The UK-built electric propulsion drive is to be fitted to KONNECT, an upcoming broadband satellite, and manoeuvre it to the correct geostationary orbit (having been released by an Ariane 5, which is very much chemically propelled) nearly 36,000km above the earth. The propulsion system will then keep the spacecraft in place for at least 15 years, compensating for gravitational effects of the Moon, Sun and Earth itself.

The propulsion unit itself was designed by teams from Belfast, Harwell and Cannes before being assembled and tested at Thales Belfast. In 2019 it will be slapped on KONNECT in Cannes and, if all goes to plan, launched soon after.

Thales is keen to emphasise the work as evidence of its commitment to the UK, and has seen its workforce grow from 10 in 2014 to 200 in 2018, across Bristol, Harwell and Belfast. It expects to hit 350 people by 2020. The UK government aims to grab 10 per cent (about £40bn) of the world's space market for connected services by 2030, and Thales would dearly like a slice of that pie.

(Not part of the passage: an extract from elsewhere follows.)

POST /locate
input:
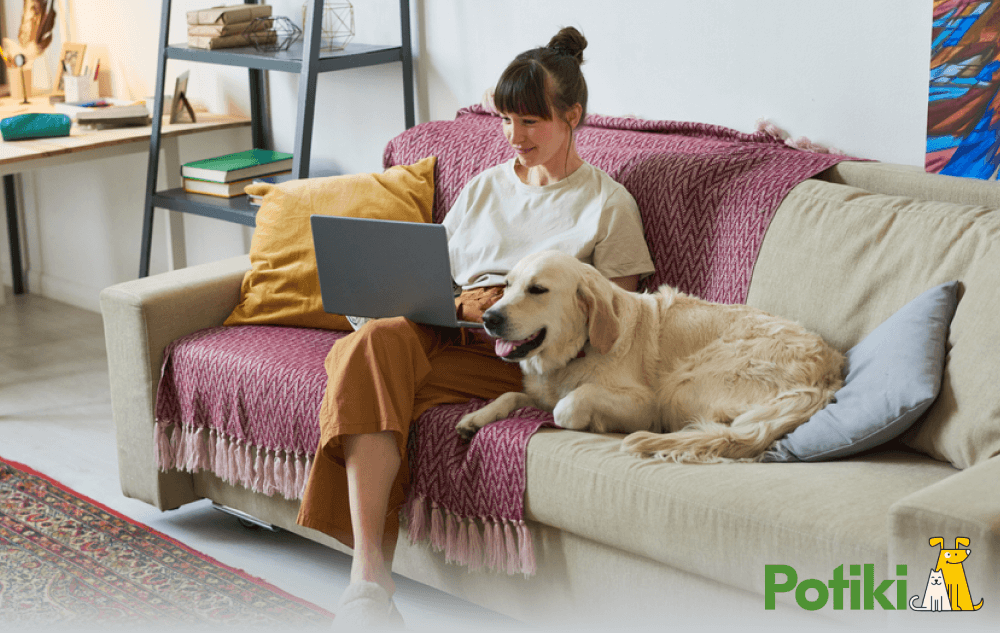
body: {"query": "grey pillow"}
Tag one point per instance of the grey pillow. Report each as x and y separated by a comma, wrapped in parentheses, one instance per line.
(893, 376)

2019's KONNECT will provide 75Gbps of capacity for broadband services across Africa and Europe. Its sister satellite is a considerably more powerful beast.

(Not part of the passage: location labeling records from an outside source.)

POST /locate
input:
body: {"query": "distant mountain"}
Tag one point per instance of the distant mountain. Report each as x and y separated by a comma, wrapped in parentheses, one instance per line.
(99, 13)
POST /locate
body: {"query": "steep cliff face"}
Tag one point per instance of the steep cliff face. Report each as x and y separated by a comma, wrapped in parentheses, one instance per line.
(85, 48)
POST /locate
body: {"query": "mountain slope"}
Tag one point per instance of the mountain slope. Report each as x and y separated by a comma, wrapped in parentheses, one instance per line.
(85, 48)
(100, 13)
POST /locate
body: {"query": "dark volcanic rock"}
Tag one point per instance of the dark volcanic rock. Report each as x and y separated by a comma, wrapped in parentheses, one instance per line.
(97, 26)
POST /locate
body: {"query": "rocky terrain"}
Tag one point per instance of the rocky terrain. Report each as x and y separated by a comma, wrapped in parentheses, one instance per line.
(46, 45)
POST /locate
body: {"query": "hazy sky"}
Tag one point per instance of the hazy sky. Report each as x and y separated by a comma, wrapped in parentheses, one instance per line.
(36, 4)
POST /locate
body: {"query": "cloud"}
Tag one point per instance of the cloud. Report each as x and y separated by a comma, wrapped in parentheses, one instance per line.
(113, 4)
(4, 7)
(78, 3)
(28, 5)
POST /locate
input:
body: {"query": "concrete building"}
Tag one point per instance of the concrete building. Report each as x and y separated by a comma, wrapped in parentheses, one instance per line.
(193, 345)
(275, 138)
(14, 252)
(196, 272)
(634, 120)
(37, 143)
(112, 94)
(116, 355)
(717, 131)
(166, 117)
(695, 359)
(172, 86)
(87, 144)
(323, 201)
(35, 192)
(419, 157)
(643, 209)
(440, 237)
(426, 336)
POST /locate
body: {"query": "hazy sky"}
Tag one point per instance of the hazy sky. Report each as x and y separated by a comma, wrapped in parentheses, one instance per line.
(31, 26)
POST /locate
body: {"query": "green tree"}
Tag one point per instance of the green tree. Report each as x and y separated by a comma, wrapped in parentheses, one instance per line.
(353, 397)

The 6.3-tonne Eutelsat KONNECT VHTS (Very High Throughput Satellite) has a Ka-band capacity of 500Gbps and is planned to provide fixed broadband to rural areas and in-flight connectivity.

Eutelsat expects the satellite to enter service in 2021. The deal to build KONNECT VHTS was made in April 2018 and replaces the investment in ViaSat 3, a three-satellite constellation due to be launched on Arianespace and Falcon Heavy rockets beginning in 2020.

As for the first UK-built and designed electric propulsion system, Richard Dinan of Applied Fusion Systems (AFS) might take issue with that. His outfit tested their own Xenon thruster (built in Oxfordshire) in July 2018, although with the altogether more exotic power source of fusion in mind rather than solar arrays. The AFS thruster is, of course, a technology demonstrator, and yet to secure its own ride to space. ®

Update

After we published this piece, NASA announced that the venerable Dawn spacecraft has finally fallen silent and declared the mission at an end after 11 years. Engineers reckon the hydrazine thrusters ran out of fuel, leaving the plucky probe unable to point its antenna at Earth or solar panels at the Sun. Insert your own "sun sets on Dawn" joke here.